We believe that it is necessary that humanity creates, builds, and operates from the understanding that we are part of nature, not separate or above it. As women’s reproductive health, the growth and development of our children and the longevity of our elders are all interconnected to the well-being of our environment, we believe in education and action around local sustainable agriculture and food security, safe drinking water, environmental preservation and the reduction of environmental toxins in our communities. We want an end to environmental injustices that deteriorate the health, resources and land of poor Black, Brown and Indigenous communities. We must all take part in resisting the consumerism and materialism of capitalism and instead value sustainable lifestyles and economic systems that honor ecological balance.
12. We want a black community free of sexism and sexist oppression, where Black Women can be self-determined members of their community.

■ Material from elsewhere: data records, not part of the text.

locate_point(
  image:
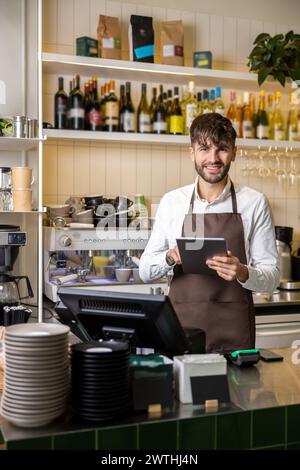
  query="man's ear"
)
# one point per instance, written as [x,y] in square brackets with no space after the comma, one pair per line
[192,154]
[234,154]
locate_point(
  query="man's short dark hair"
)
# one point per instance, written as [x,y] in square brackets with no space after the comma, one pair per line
[212,128]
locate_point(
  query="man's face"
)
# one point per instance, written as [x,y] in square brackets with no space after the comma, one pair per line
[212,163]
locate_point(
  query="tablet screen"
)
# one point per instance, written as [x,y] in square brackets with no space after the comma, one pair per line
[194,253]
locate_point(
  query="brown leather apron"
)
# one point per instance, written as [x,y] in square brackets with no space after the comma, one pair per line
[223,309]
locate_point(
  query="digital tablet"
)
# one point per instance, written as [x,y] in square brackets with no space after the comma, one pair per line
[195,251]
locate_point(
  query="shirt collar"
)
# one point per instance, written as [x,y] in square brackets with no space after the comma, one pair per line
[224,194]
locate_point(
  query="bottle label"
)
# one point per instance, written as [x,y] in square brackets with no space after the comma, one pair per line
[247,129]
[144,123]
[159,126]
[76,113]
[112,113]
[61,106]
[108,43]
[128,121]
[191,113]
[176,125]
[278,134]
[95,117]
[206,110]
[220,110]
[292,133]
[170,50]
[236,126]
[262,131]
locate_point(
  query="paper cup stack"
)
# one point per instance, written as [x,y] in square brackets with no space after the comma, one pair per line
[36,373]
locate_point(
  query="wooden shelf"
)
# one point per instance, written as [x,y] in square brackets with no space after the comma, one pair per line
[11,144]
[25,212]
[128,70]
[154,139]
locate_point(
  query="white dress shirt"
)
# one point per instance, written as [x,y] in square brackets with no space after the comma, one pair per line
[260,246]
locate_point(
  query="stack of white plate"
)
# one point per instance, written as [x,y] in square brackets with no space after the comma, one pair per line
[36,373]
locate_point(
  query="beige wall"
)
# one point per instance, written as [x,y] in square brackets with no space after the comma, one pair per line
[227,28]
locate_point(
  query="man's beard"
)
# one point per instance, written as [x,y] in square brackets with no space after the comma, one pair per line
[213,178]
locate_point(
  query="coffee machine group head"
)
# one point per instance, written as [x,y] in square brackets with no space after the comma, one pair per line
[11,238]
[284,238]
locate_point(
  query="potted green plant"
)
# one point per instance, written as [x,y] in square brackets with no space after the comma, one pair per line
[277,56]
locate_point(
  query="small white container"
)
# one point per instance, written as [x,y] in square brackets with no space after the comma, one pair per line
[195,365]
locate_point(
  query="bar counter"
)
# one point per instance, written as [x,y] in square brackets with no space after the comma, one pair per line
[264,414]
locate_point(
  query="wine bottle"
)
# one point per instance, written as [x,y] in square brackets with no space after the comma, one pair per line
[176,120]
[190,108]
[127,112]
[239,113]
[254,114]
[262,130]
[232,113]
[199,101]
[247,126]
[205,105]
[87,105]
[60,106]
[121,107]
[159,119]
[77,107]
[278,121]
[219,104]
[292,123]
[143,114]
[153,106]
[270,113]
[111,109]
[212,99]
[169,106]
[94,117]
[69,104]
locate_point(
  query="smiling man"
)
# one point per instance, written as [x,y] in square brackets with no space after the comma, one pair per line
[220,304]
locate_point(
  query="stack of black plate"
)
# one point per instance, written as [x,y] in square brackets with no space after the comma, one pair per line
[100,379]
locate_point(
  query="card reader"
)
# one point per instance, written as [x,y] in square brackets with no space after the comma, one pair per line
[243,357]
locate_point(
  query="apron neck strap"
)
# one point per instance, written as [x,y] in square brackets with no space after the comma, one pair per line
[233,199]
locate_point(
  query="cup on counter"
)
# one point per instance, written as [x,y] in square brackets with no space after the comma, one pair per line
[100,262]
[19,126]
[123,274]
[22,200]
[84,217]
[22,177]
[58,210]
[136,275]
[31,128]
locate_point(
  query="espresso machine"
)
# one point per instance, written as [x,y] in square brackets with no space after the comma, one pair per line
[71,254]
[11,239]
[284,238]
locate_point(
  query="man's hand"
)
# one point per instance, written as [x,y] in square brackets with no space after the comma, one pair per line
[173,254]
[229,267]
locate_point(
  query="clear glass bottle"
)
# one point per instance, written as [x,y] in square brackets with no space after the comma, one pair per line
[247,127]
[143,114]
[219,104]
[292,122]
[278,125]
[262,130]
[232,114]
[206,107]
[176,120]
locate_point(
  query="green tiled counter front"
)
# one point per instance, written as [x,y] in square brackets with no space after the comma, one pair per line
[265,415]
[273,428]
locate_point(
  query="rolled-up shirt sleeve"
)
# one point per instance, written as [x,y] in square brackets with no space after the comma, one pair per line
[263,265]
[153,264]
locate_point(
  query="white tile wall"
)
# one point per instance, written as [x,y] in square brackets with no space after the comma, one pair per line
[113,169]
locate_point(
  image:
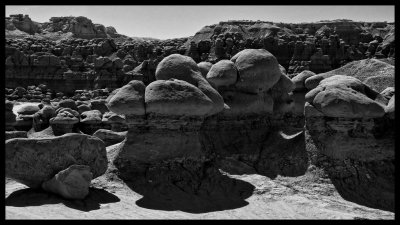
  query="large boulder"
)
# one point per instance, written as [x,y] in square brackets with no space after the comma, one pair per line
[204,67]
[71,183]
[176,97]
[110,137]
[16,134]
[34,161]
[258,70]
[300,78]
[389,109]
[28,109]
[129,99]
[375,73]
[185,68]
[223,73]
[68,103]
[347,103]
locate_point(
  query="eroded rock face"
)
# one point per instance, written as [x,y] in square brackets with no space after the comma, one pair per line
[258,70]
[34,161]
[110,137]
[355,141]
[71,183]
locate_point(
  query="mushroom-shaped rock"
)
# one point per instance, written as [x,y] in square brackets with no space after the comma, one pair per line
[223,73]
[36,160]
[179,67]
[283,86]
[258,70]
[336,81]
[28,109]
[129,99]
[300,78]
[204,67]
[185,68]
[176,97]
[71,183]
[117,122]
[68,103]
[242,103]
[91,117]
[346,102]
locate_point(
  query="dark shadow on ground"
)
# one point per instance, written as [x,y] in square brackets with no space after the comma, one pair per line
[192,188]
[280,153]
[38,197]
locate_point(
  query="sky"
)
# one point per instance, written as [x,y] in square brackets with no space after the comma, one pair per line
[164,22]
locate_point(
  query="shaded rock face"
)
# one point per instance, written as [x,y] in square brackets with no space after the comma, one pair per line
[189,185]
[174,105]
[71,183]
[78,54]
[34,161]
[355,147]
[246,132]
[110,137]
[376,74]
[16,134]
[318,47]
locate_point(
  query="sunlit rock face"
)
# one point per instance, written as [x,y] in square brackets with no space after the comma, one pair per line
[355,137]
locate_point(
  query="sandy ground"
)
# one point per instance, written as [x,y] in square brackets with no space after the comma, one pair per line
[304,197]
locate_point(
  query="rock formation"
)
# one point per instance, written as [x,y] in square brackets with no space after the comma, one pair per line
[354,135]
[34,161]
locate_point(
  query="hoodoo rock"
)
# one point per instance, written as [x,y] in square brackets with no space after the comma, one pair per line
[176,97]
[353,137]
[223,73]
[71,183]
[129,99]
[185,68]
[34,161]
[258,70]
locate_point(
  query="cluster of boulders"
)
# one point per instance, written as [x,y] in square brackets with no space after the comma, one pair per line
[92,60]
[239,110]
[353,127]
[318,47]
[65,116]
[41,93]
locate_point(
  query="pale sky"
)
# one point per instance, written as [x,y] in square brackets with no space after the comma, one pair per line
[165,22]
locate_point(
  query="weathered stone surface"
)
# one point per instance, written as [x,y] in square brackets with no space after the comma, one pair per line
[347,103]
[258,70]
[299,79]
[68,103]
[185,68]
[71,183]
[223,73]
[34,161]
[16,134]
[129,99]
[176,97]
[28,109]
[388,92]
[204,67]
[110,137]
[91,117]
[241,104]
[389,109]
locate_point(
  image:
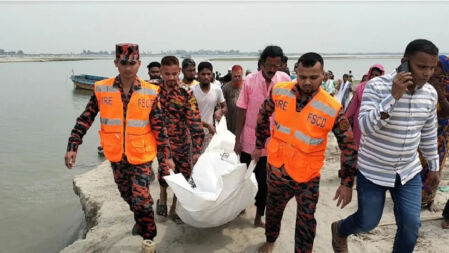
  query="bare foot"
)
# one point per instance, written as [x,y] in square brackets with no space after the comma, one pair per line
[172,211]
[445,224]
[258,221]
[266,247]
[432,208]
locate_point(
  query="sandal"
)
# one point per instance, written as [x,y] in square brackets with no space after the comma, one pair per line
[176,219]
[445,224]
[161,209]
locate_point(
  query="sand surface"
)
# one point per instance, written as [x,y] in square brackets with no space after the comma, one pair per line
[110,221]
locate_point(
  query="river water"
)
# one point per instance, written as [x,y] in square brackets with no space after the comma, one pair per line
[39,211]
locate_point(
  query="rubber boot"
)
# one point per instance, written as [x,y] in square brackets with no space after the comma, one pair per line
[148,246]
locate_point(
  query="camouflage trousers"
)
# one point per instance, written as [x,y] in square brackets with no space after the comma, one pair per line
[133,182]
[281,188]
[182,159]
[261,177]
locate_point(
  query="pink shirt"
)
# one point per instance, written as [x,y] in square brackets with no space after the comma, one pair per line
[252,96]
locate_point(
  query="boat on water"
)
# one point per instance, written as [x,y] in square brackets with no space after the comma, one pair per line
[85,81]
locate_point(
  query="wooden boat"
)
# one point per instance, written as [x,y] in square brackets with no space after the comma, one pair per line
[85,81]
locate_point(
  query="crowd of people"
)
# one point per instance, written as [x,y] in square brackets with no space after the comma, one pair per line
[392,130]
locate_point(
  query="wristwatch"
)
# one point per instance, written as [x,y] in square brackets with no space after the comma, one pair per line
[384,115]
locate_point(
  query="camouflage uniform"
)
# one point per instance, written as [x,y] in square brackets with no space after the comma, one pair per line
[183,123]
[281,187]
[132,180]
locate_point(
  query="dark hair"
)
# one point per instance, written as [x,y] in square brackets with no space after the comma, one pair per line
[420,45]
[153,64]
[169,60]
[271,51]
[284,59]
[188,62]
[205,65]
[310,59]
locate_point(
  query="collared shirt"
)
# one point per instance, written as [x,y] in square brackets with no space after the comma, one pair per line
[341,129]
[183,120]
[156,118]
[389,146]
[328,86]
[231,94]
[252,96]
[189,85]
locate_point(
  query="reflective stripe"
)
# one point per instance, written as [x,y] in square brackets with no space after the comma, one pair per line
[104,88]
[111,122]
[323,107]
[309,140]
[285,92]
[146,91]
[282,129]
[137,123]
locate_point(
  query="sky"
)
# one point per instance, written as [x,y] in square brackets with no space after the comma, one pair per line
[325,27]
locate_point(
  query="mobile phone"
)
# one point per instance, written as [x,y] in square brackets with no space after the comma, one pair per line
[404,67]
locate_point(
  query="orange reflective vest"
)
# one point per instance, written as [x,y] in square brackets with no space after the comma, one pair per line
[132,135]
[299,138]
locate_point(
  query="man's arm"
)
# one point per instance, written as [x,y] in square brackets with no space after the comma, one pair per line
[83,123]
[157,120]
[223,107]
[242,106]
[429,144]
[345,138]
[263,126]
[194,122]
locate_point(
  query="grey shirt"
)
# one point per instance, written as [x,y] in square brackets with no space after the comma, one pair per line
[231,94]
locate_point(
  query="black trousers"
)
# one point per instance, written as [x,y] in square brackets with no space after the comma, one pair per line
[261,177]
[446,211]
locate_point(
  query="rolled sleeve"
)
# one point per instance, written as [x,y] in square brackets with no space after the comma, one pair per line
[242,101]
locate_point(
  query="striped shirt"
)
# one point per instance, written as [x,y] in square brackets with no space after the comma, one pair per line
[389,146]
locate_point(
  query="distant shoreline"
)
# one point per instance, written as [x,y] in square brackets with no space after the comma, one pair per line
[47,59]
[255,58]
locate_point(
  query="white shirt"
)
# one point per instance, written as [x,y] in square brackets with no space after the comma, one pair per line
[208,101]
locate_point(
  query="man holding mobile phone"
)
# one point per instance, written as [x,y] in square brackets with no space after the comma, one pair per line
[397,115]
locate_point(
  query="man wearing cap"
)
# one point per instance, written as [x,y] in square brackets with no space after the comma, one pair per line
[154,71]
[132,134]
[183,122]
[231,92]
[304,114]
[189,72]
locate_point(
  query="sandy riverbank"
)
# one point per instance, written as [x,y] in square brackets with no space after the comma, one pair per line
[110,221]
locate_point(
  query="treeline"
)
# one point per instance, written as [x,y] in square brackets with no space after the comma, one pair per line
[4,52]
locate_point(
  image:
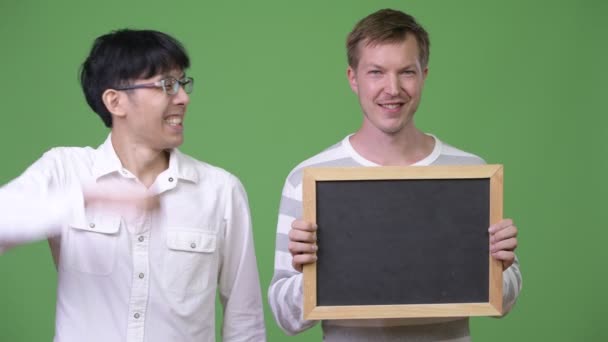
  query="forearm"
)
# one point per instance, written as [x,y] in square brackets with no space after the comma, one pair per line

We believe that sexism and sexist oppression limit both individual and collective freedom, as an individuals inability to self-actualize hinders the growth of the community . People of all genders need to address ideas of masculinity, femininity, and sexual normativity that limit potential, and inspire abuse and hatred. We want our Brothas to challenge all negative assumptions and actions against Black Women. We demand for them to look upon us as allies in ending all forms of oppression, regardless of our own political affiliations i.e. Black Feminism. We also want them to see issues pertaining to Black Women as viable issues that the whole community should address, and how it is important that Black Women speak of these issues inside of our community, without retaliation. We demand our right to be recognized as autonomous and complete human beings.
*This twelve point platform was created by the Black Feminist Working Group (BFWG). (Iresha Picot, Kimberly Murray, Tiamba Wilkerson, Nuala Cabral, Darasia Selby and Ladi’Sasha Jones).